Analysis of aggrecan fragments for the ability to bind bHA (Fig. 2B) indicated that the 215 kDa doublet and the 190 kDa fragment have an intact functional G1 domain. In contrast, the 185 kDa and 160 kDa band did not react with the bHA, indicating that these fragments lack the G1 region.
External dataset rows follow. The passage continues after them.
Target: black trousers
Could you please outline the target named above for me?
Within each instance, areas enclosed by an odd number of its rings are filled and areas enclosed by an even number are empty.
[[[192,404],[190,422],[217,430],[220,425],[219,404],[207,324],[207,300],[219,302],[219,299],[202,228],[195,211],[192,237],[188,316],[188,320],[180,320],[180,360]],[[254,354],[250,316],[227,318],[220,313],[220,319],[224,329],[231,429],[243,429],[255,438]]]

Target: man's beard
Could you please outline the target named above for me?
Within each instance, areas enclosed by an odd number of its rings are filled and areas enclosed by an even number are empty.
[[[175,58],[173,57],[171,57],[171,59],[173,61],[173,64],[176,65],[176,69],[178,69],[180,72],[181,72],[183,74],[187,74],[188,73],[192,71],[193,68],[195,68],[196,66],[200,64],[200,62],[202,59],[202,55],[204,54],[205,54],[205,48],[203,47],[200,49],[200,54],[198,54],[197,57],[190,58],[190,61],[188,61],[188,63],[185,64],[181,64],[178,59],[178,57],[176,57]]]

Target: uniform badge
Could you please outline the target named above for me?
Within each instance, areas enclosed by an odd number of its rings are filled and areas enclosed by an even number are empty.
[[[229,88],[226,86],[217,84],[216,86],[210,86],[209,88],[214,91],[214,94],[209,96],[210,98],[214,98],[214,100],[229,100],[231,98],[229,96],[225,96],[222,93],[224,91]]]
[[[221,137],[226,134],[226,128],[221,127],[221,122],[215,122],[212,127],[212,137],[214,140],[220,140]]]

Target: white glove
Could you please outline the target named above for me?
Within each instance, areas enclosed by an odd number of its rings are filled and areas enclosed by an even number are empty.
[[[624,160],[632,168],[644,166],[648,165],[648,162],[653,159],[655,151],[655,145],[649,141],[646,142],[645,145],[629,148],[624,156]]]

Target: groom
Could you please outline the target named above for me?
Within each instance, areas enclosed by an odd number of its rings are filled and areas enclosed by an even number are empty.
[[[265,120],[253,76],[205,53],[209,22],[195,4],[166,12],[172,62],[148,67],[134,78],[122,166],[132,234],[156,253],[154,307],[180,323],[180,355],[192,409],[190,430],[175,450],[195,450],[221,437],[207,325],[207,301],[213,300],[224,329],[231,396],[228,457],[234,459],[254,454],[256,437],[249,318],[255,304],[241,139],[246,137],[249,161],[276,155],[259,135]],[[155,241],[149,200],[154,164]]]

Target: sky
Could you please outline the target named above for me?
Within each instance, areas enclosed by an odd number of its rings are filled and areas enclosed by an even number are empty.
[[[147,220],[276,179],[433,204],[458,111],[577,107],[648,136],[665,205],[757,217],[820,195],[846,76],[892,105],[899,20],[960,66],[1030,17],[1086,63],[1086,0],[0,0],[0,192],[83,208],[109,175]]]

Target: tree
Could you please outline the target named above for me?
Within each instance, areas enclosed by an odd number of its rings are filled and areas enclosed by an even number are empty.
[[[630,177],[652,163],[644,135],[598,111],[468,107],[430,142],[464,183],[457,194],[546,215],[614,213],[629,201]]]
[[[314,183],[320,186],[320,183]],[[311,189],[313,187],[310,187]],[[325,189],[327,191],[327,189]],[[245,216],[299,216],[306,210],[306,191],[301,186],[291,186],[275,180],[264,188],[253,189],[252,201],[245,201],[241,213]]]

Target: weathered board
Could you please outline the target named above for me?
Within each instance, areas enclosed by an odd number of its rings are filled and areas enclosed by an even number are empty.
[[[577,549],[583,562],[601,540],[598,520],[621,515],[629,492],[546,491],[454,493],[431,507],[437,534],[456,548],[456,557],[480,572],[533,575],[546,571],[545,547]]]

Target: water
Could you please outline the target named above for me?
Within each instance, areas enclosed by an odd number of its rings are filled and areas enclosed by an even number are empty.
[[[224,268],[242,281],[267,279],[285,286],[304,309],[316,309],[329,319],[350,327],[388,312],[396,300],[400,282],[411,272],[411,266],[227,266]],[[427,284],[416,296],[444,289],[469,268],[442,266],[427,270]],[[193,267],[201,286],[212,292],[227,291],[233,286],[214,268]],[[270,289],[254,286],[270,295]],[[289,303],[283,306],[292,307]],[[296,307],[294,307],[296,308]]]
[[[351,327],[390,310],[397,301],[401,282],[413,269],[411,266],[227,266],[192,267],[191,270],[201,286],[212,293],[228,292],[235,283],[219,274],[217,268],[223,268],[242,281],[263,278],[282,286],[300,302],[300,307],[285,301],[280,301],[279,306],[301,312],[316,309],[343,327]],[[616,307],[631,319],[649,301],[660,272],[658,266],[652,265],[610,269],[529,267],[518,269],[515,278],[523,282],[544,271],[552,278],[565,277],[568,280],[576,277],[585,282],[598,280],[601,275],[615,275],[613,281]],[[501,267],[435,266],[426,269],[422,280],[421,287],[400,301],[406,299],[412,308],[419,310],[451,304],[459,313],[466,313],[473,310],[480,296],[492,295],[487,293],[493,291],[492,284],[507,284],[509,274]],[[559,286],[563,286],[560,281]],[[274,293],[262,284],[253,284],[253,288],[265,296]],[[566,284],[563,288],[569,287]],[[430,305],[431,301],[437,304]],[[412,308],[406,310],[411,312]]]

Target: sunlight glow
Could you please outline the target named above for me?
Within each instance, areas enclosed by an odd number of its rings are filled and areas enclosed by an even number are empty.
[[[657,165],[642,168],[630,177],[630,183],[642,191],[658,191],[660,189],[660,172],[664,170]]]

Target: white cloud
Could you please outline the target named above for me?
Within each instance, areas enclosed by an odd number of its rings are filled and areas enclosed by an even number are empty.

Aggrecan Cleavage at the Asn341-Phe342 MMP Site by Atrolysin C-- Atrolysin C cleaved aggrecan at the Asn341-Phe342 MMP site (Fig. 1) in a concentration-dependent manner after a 24-h incubation, as detected by AF-28 Western analysis (Fig. 3A). Three AF-28-reactive bands were detected, a doublet at ~180 kDa and a single band at ~80 kDa. With as little as 0.1 µM atrolysin C, cleavage at the MMP site was observed, with total band intensity increasing through 0.5 µM. However, the banding pattern shifted with increasing enzyme concentration. The larger AF-28-reactive fragment of the 180 kDa doublet was no longer detected at concentrations of 0.5 µM or higher, whereas at 1 and 5 µM total band intensity decreased, suggesting that at higher concentrations these fragments were degraded further to smaller fragments that ran off the gel.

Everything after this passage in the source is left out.